Indeed, the rating agencies, whose malfunctions contributed to the crisis, must be regulated. We demand an easy policy: stricter rules (especially when fighting conflicts of interest), a specific rating scale for complex products and regular publication of their returns. Europe followed this path when preparing, under the recent French presidency, a European regulation that will soon be adopted. We expect all of our partners to do the same.
Responsibility must be put back at the heart of a system that has sunk into excess. The methods used to pay market operators reflected our collective mistakes. We yielded to short-term incentives, and everything seemed to conspire to push us to accepting excessive risks. We must revise compensation schemes and delay bonus payments until the long-term profitability of a firm’s investments is known.
Finally, we must express our solidarity for emerging and poor countries.

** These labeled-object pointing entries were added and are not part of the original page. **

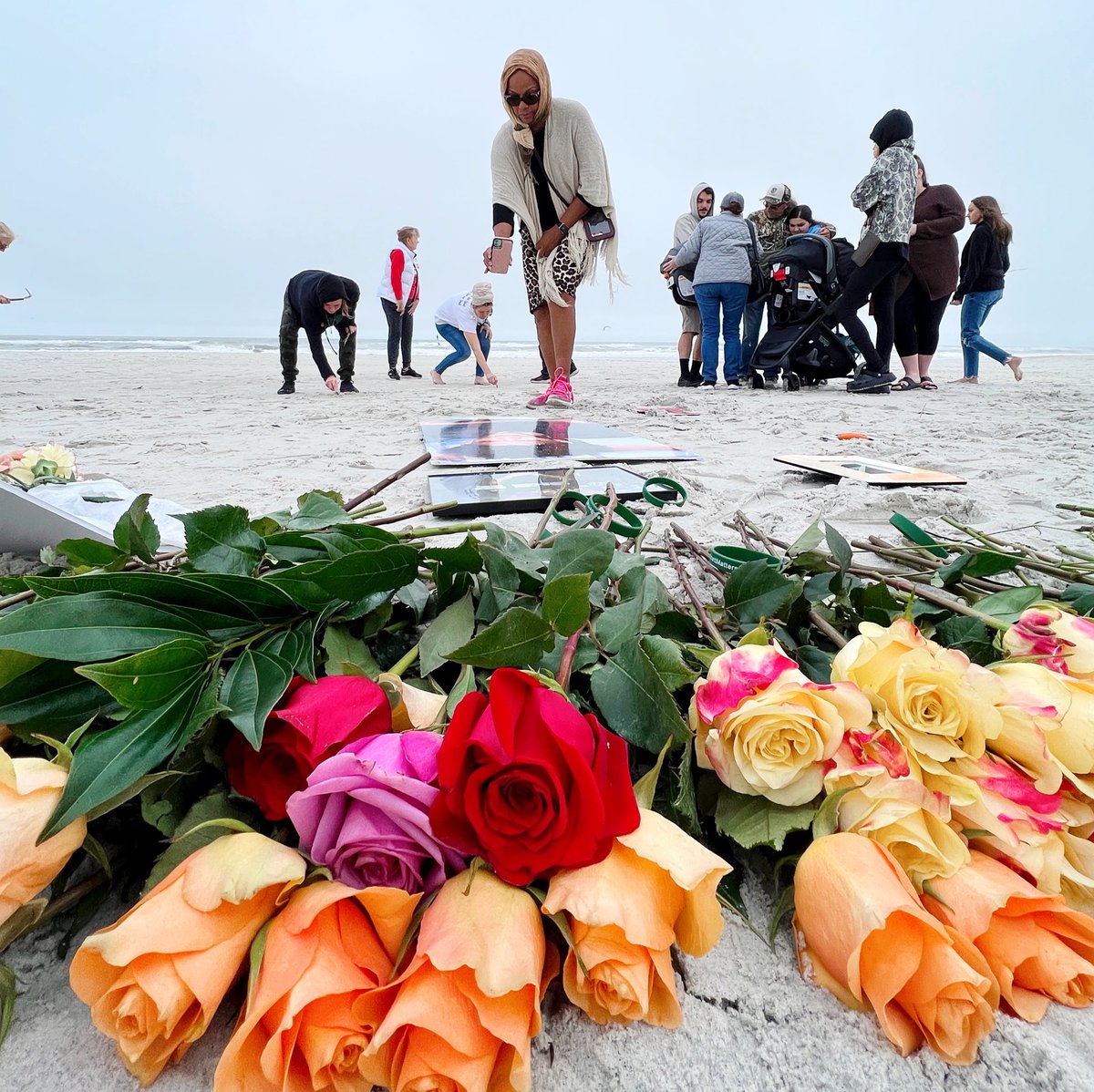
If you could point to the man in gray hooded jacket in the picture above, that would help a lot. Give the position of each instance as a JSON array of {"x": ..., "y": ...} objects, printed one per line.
[{"x": 689, "y": 345}]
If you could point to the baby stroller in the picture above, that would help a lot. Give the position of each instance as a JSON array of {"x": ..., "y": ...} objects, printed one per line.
[{"x": 800, "y": 340}]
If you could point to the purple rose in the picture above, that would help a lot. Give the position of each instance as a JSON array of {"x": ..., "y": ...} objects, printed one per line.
[{"x": 365, "y": 814}]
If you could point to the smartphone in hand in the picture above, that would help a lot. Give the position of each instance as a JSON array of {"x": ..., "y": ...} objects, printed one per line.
[{"x": 499, "y": 255}]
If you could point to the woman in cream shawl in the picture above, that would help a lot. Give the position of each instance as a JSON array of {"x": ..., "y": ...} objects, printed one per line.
[{"x": 550, "y": 170}]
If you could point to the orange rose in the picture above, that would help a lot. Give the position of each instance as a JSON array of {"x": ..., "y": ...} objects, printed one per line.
[
  {"x": 156, "y": 977},
  {"x": 30, "y": 789},
  {"x": 302, "y": 1028},
  {"x": 863, "y": 932},
  {"x": 1037, "y": 949},
  {"x": 466, "y": 1006},
  {"x": 655, "y": 888}
]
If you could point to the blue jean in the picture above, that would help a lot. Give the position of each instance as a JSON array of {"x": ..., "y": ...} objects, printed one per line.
[
  {"x": 974, "y": 311},
  {"x": 728, "y": 298},
  {"x": 460, "y": 347}
]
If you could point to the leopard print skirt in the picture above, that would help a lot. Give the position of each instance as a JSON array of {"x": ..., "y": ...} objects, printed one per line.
[{"x": 567, "y": 273}]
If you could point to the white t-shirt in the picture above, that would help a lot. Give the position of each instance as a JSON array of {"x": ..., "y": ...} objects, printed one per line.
[{"x": 458, "y": 311}]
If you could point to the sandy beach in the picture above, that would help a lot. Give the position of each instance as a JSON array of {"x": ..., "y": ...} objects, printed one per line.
[{"x": 205, "y": 428}]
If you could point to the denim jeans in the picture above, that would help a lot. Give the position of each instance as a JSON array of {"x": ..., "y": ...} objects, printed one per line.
[
  {"x": 974, "y": 311},
  {"x": 728, "y": 296},
  {"x": 460, "y": 347}
]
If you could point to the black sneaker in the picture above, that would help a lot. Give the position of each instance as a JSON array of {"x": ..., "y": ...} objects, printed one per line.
[{"x": 871, "y": 382}]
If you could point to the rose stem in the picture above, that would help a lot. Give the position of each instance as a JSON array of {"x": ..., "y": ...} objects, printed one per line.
[
  {"x": 699, "y": 609},
  {"x": 542, "y": 525},
  {"x": 409, "y": 515},
  {"x": 384, "y": 482}
]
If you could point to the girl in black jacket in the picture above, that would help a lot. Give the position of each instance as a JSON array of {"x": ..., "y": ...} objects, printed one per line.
[{"x": 984, "y": 265}]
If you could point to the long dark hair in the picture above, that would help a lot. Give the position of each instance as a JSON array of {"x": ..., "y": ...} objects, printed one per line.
[{"x": 995, "y": 219}]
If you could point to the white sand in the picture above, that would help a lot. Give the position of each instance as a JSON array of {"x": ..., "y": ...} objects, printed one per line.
[{"x": 203, "y": 429}]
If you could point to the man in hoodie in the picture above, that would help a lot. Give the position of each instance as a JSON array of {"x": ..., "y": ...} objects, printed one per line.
[
  {"x": 701, "y": 206},
  {"x": 315, "y": 300}
]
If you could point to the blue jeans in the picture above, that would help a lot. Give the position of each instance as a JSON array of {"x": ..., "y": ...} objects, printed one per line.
[
  {"x": 728, "y": 298},
  {"x": 974, "y": 310},
  {"x": 460, "y": 347}
]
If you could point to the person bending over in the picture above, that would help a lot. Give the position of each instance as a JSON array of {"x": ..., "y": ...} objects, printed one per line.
[{"x": 315, "y": 300}]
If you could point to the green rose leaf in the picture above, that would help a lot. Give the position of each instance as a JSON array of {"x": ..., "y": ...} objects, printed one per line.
[
  {"x": 316, "y": 510},
  {"x": 107, "y": 763},
  {"x": 755, "y": 820},
  {"x": 635, "y": 702},
  {"x": 220, "y": 540},
  {"x": 566, "y": 603},
  {"x": 90, "y": 628},
  {"x": 149, "y": 678},
  {"x": 451, "y": 629},
  {"x": 755, "y": 591},
  {"x": 518, "y": 639},
  {"x": 136, "y": 533},
  {"x": 581, "y": 551},
  {"x": 253, "y": 686}
]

Weakened by this crisis, they are the first to suffer from the cuts in financial flows.
The international financial institutions must support them massively, and also have the resources needed to foresee global unbalances and prevent crises, rather than respond only when events become urgent.
France and its European partners, Germany in particular, with which we worked in tight collaboration, will suggest all these points to the G20. Indeed, just as a national fiscal stimulus is less efficient than a coordinated effort, strengthening financial regulations without combating the laxity that prevails elsewhere makes no sense in a globalized world.
We should not delude ourselves — we cannot solve all the problems of this crisis in the coming days. We must, however, reach several objectives and give clear signs of a true collective ambition. History has shown how risky it is to miss some opportunities. On April 2, France and Europe will be present.
Christine Lagarde is the French minister of finance.